Reuters, güvenilir görüntüler üzerinden videonun doğruluğunu teyit etti. Ajans ayrıca, söz konusu görüntülerdeki saldırganların, daha sonra polis tarafından çevrelendiği doğrulanan kişilerle aynı kişiler olduğunu, kıyafetlerinden yola çıkarak belirlediğini aktardı. Şüpheli saldırganlardan birinin öldürüldüğü, diğerinin ise ağır yaralı olarak hastaneye kaldırıldığı bildirildi.

“Nefreti körüklüyor” açıklaması

Saldırıdan saatler sonra açıklama yapan İsrail Başbakanı Binyamin Netanyahu, ağustos ayında Avustralya Başbakanı Anthony Albanese’ye bir mektup gönderdiğini ve Canberra yönetimini “antisemitizm ateşini körüklemekle” suçladığını söyledi.

Albanese hükümetinin Filistin devletini tanımayı da içeren politikalarının, Yahudi karşıtlığını teşvik ettiğini ve sokaklarda yayılmasına neden olduğunu savunan Netanyahu “Antisemitizm bir kanserdir. Liderler sessiz kaldığında yayılır. Zayıflığın yerini eylem almalıdır” ifadelerini kullandı.
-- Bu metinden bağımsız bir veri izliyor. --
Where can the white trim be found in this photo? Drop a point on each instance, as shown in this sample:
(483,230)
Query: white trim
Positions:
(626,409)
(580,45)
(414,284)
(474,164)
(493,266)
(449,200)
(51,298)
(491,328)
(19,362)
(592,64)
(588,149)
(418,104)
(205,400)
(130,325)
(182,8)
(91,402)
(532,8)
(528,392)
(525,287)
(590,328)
Saldırıyı “dehşet verici” olarak nitelendiren Netanyahu, “Bu soğukkanlı bir cinayettir. Ne yazık ki her dakika kurbanların sayısı artıyor. En uç kötülüğü gördük. Aynı zamanda Yahudi kahramanlığının zirvesine de tanık olduk” dedi. Netanyahu, kendisinin Yahudi olduğunu söyleyen ve saldırganlardan birinin silahını alan bir sivile atıfta bulundu.

Netanyahu açıklamasında, “Küresel antisemitizme karşı bir mücadele içindeyiz. Bununla mücadele etmenin tek yolu onu açıkça kınamak ve kararlılıkla karşı durmaktır. İsrail’de yaptığımız da budur. Ordumuz, güvenlik güçlerimiz, hükümetimiz ve halkımızla birlikte bunu sürdürmeye devam edeceğiz” ifadelerini kullandı.

Avustralya hükümetine dolaylı eleştirilerde bulunan Netanyahu, “Kınamayan, hatta teşvik edenleri kınamayı sürdüreceğiz. Özgür ülkelerin liderlerinden beklenen adımları atmaları için baskı yapmaya devam edeceğiz. Teslim olmayacağız, eğilmeyeceğiz ve atalarımızın yaptığı gibi mücadeleyi sürdüreceğiz” dedi.